This notebook analyzes store sales time series data to make predictions for a Kaggle competition Alexis Cook, DanB, inversion, Ryan Holbrook. (2021). Store Sales - Time Series Forecasting. It loads and prepares the data, conducts exploratory analysis, trains Prophet forecasting models on sliced datasets and makes predictions.
Author: Ale uy
I'll build a model that more accurately predicts the unit sales for thousands of items sold at different Favorita stores.

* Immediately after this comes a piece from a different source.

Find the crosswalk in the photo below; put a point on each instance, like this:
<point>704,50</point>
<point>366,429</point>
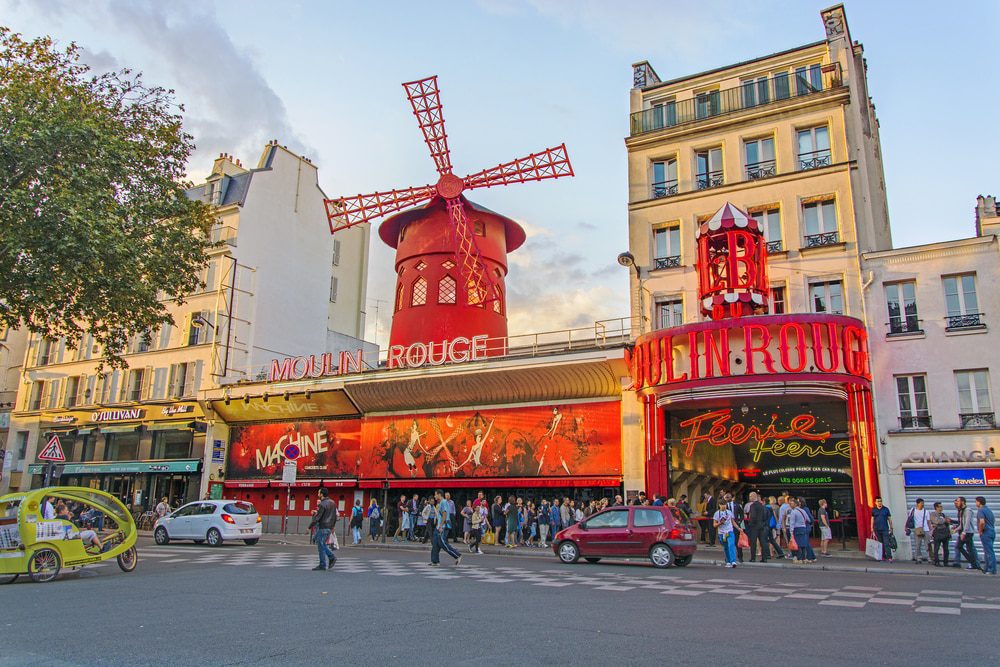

Forecasts aren’t just for meteorologists. Governments forecast economic growth. Scientists attempt to predict the future population. And businesses forecast product demand—a common task of professional data scientists. Forecasts are especially relevant to brick-and-mortar grocery stores, which must dance delicately with how much inventory to buy. Predict a little over, and grocers are stuck with overstocked, perishable goods. Guess a little under, and popular items quickly sell out, leading to lost revenue and upset customers. More accurate forecasting, thanks to machine learning, could help ensure retailers please customers by having just enough of the right products at the right time.
Current subjective forecasting methods for retail have little data to back them up and are unlikely to be automated. The problem becomes even more complex as retailers add new locations with unique needs, new products, ever-transitioning seasonal tastes, and unpredictable product marketing.
If successful, you'll have flexed some new skills in a real world example. For grocery stores, more accurate forecasting can decrease food waste related to overstocking and improve customer satisfaction. The results of this ongoing competition, over time, might even ensure your local store has exactly what you need the next time you shop.
Author: Ale uy
Score (rmsle): 0.46566
This score gives this model a place among the 20% of best performance within the competition.